Entry NLP3: Clean Data and Split into N-grams

14 minute read

In the first entry of this series, I figured out how to process the raw files. In the second entry, I figured out how to load all files in a directory (even if it has subdirectories) and store the data.

Now I’m ready to make the analysis case insensitive, remove punctuation and stopwords, and split what’s left into n-grams.
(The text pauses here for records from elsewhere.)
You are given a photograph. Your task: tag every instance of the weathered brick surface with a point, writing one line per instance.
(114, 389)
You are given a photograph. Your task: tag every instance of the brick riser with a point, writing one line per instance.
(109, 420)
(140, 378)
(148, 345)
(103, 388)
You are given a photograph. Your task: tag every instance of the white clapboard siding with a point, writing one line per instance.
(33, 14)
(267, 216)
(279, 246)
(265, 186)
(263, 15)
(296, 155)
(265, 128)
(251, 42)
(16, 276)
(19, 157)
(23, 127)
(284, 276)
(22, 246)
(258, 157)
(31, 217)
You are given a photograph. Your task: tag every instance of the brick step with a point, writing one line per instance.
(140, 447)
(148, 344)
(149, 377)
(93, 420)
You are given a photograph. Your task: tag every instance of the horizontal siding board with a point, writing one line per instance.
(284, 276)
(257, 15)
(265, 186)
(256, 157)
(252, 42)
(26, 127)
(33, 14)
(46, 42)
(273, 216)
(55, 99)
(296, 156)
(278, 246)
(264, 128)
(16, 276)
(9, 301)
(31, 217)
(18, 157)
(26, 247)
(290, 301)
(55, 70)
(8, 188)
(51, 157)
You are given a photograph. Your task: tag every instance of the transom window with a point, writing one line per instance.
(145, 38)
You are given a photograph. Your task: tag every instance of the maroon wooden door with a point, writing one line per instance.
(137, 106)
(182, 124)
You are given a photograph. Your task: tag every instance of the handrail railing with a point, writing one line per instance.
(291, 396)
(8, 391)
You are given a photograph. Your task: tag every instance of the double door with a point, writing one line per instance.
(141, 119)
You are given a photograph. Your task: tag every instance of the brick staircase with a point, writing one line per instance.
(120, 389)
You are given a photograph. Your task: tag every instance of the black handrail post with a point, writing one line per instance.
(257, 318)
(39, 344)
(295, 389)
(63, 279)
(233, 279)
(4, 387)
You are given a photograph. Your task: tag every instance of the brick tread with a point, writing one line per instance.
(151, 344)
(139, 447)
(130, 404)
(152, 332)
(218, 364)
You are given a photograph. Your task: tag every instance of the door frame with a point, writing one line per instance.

Side note: To be fair, I worked on a pretty extensive NLP problem a few years ago. I’ll be reusing code and logic from that project.

import pandas as pd
import os
from IPython.display import display

import string
import re
import itertools
import nltk
nltk.download('stopwords')
def read_script(file_path):
    corpus = ''
    with open(file_path, 'r', encoding='latin-1') as l:
        for line in l:
            if (re.match('[^\d+]', line)
               ) and (re.match('^(?!\s*$).+', line)
                      ) and not (re.match('(.*www.*)|(.*http:*)', line)
                                ) and not (re.match('Sync and correct*', line)):
                line = re.sub('</?i>|</?font.*>', '', line)
                corpus = corpus + ' ' + line
    return corpus

def load_files_to_dict(file_path, return_dict):    
    for thing in os.scandir(file_path):
        if thing.is_dir():
            new_path = os.path.join(file_path, thing.name)
            new_dict = return_dict[thing.name] = {}
            load_files_to_dict(new_path, new_dict)
        elif thing.is_file:
            return_dict[thing.name] = read_script(f'{file_path}/{thing.name}')
    return return_dict
file_path = os.path.join(os.getcwd(), 'data', '1960s')
unilayer_dict = load_files_to_dict(file_path, {})

Remove Punctuation

The list of things to remove includes \n, which denotes a newline. I found that including \r (a carriage return) and \t (a tab) is also helpful. These characters can all be hard to spot as they are generally invisible and can randomly attach themselves to otherwise normal words.

newline_list = '\t\r\n'

Next I’ll spell out the special characters I want to remove from the text. Fortunately, there’s a list of punctuation included in the string library.

string.punctuation
'!"#$%&\'()*+,-./:;<=>?@[\\]^_`{|}~'

This list is pretty comprehensive. Between this and the newline_list I created above all the remaining characters from the “Remove” list are now addressed. For quick reference, I still had the following items to remove:

  • ’#’
  • ’-‘
  • ’(‘
  • ’)’
  • ’”’
  • ‘\n’

In my previous project, I discovered the translate method. It replaces specified characters with those described in a dictionary or mapping table. The method maketrans creates the mapping table. This set of methods is very handy method for proessing strings.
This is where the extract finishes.